We need to get back into that dressing room at Macy’s, but the story doesn’t make any sense without an explanation of how I ended up losing my groove in the first place. I need this story to make some sense, damn it. So please bear with me while I set the stage for that shopping day and try to make sense out of what happened.

I live on a Mountain, hence Chloe of the Mountain. Our decision to move to this Mountain was impetuous to say the least. One day we were sitting fat and sassy with our two, happy teenagers in our home in San Diego, enjoying two very stable jobs, great friends, family surrounding us, and all the security and comfort of life one can expect this side of heaven and the next we were throwing all caution to the wind to move to the middle of nowhere. I think from first fluttering thought to moving van pulling away after dropping off all our stuff into our new home was about two months. Some of our friends called us “rash” and “reckless” and warned us that we’d regret it. We laughed at them.

My husband and I wanted out of San Diego so badly that when we saw our window of opportunity slamming shut we leaped through it without really thinking it through. Five years into this adventure and I haven’t decided yet whether it was a good decision or a bad one. My husband loves it here and this is truly his dream life. My daughter took the move in stride and, as always, blossomed where she was planted. My son and I didn’t fare so well but we’re recovering now and who can say what would have happened had we stayed in San Diego.

After our move, for the first time ever in my life, I became very anxious as everything felt like it was spinning out of control. My job situation was unbearable. On top of that, we’d splurged on a bigger home than was probably wise and that created pressures we just weren’t used to having. We also discovered quite quickly that we needed totally different vehicles to navigate our way through the heaping drifts of ubiquitous snow. We’d obviously not planned the move at all. On top of the money and job pressures, we were lonely.

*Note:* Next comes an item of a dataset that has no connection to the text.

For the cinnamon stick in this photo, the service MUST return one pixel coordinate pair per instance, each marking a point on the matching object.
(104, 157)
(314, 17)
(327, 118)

In San Diego, we had enjoyed the benefits of a large home school co-op. Of course, with my limited brood, I’d never really been accepted into the inner sanctum of the ruling class of home school moms, but I’d been the biology teacher there and I did feel like I had a place. My kids took classes and had several friends. On the mountain, the only people who home schooled teenagers were the Radical Religious Isolationists or kids who couldn’t attend public school for one reason or another. People right away wondered which group we fell in with.

Church was another quite unexpected problem. Even though we’d circulated easily within the conservative Christian homeschooling movement and we were probably the most conservative family in our Southern Baptist Church in San Diego, we enjoyed a vibrant social life there. We were all four of us very active in ministry and we enjoyed a large core group of terrific friends. We loved to throw parties and we often did. Non-alcoholic, of course. Every few weeks we’d host some type of party. Our home was a flurry of dinner parties, karaoke parties, pool parties, barbecues, etc, etc, etc.

That all came to an end on the Mountain.

Everything was different here. People didn’t socialize that way. I guess they already had the friends they wanted and didn’t feel a need to take on any more. We offered invites only to have them declined.

I’d long since turned into a lumpy, shapeless frump to fit in with the homeschooling crowd so I posed no threat there. And while I’ve never truly been really overweight, I’d definitely let myself go. Not in a resigned kind of way that some women do because they’ve lost their looks or it is just too much effort, but rather in a self-righteous kind of way as a sort of lay-it-on-the-altar sacrifice to God in my hopeful certainty that He would then be obligated to bless my offering by making my children into a “godly legacy”. All of my thoughts, when it came to my behavior or dress, were focused on that end.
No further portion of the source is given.